Uma “coragem profética”

Se mais nada valer, que impere a ideia de uma “coragem profética” onde já tudo falhou.

Numa região que lhe é familiar, o Papa Francisco ultrapassou em escassos dias marcos históricos aparentemente inabaláveis. No México, foi recebido no Palácio Nacional e por um presidente do PRI, partido de origem anticlerical que domina a vida política mexicana dos últimos 75 anos (recepção histórica, nunca antes protagonizada por qualquer Papa, num país que só restabeleceu relações diplomáticas com o Vaticano em 1992). E em Cuba, num encontro-relâmpago, cujos preparativos foram mantidos em segredo durante vários meses, abraçou o chefe da Igreja Ortodoxa Russa, o Patriarca Kirill (depois do cisma de 1054, há quase mil anos, nunca tal havia sucedido).

Aqui, aproximou-os a desgraça: as perseguições aos cristãos no Médio Oriente, já antigas mas acirradas pelas vagas mais recentes do terrorismo. E isso tornou possível que, além do seu inédito encontro, os líderes da Igreja Católica e da Igreja Ortodoxa russa assinassem um documento conjunto pedindo a protecção dos cristãos perseguidos. Kirill disse ter a sensação de que o encontro se dava “no tempo certo, no local certo”, e até isso se reveste de alguma ironia histórica: Cuba, em cujo aeroporto se deu o encontro, transitou nestas décadas de aliada da extinta União Soviética para a reconciliação com Washington num processo em que se envolveu o Vaticano, de João Paulo II até Francisco.

Mas foi no México que o Papa pediu aos padres locais uma “coragem profética”, dizendo que face ao narcotráfico e à violência não será mais possível “aos pastores da Igreja” refugiarem-se “atrás de simples denúncias”. Isto pediu-o aos padres. Aos políticos, no palácio presidencial, pediu o que dificilmente será cumprido ou escutado: que abandonem os privilégios e garantam “justiça real” e segurança aos seus cidadãos: “De cada vez que optamos pela via do privilégio e dos benefícios para nós próprios, mais cedo ou mais tarde a sociedade torna-se um terreno fértil para a corrupção, o tráfico de droga, a exclusão das diferentes culturas, a violência, o tráfico de seres humanos, a morte.”

“Uma lufada de ar fresco para a tristeza perene do México”, comentou, segundo o jornal El País, a escritora e jornalista mexicana Guadalupe Loaeza.

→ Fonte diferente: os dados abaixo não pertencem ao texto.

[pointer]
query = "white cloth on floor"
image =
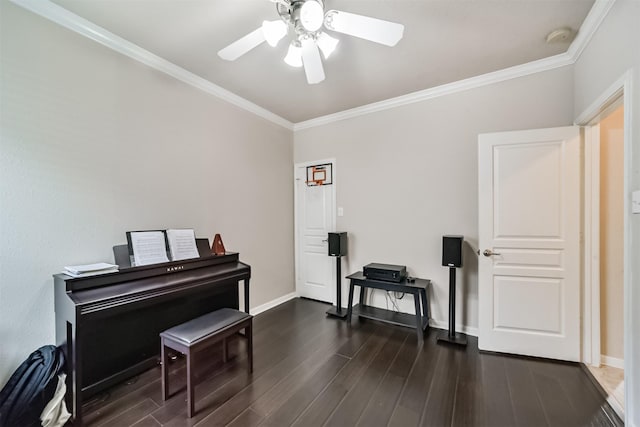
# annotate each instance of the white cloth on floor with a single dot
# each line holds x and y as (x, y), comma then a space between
(55, 414)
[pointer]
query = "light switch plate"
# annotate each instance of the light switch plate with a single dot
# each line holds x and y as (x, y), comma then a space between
(635, 202)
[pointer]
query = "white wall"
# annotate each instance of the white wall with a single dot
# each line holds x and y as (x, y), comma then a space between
(408, 175)
(611, 52)
(94, 144)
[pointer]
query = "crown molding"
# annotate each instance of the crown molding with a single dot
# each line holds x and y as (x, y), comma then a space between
(67, 19)
(592, 22)
(589, 26)
(538, 66)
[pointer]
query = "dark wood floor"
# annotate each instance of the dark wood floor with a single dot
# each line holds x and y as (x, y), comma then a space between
(311, 370)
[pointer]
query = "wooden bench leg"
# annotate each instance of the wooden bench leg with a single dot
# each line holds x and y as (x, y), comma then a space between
(225, 350)
(190, 384)
(165, 370)
(249, 332)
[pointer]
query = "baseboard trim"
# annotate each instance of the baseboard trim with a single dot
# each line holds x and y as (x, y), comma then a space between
(611, 408)
(469, 330)
(273, 303)
(614, 362)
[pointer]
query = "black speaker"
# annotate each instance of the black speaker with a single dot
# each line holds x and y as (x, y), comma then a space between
(338, 243)
(452, 251)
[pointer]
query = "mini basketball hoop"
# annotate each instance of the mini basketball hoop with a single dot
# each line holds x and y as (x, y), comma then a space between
(319, 175)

E a “lufada de ar fesco”, na pessoa do Papa Francisco, tem pontos ainda mais “quentes” no seu roteiro mexicano para visitar. Como Chiapas ou mártir Ciudad Juárez, cemitério de milhares de inocentes e palco de inomináveis crimes.

Se mais nada valer, que impere a ideia de uma “coragem profética” onde já tudo falhou.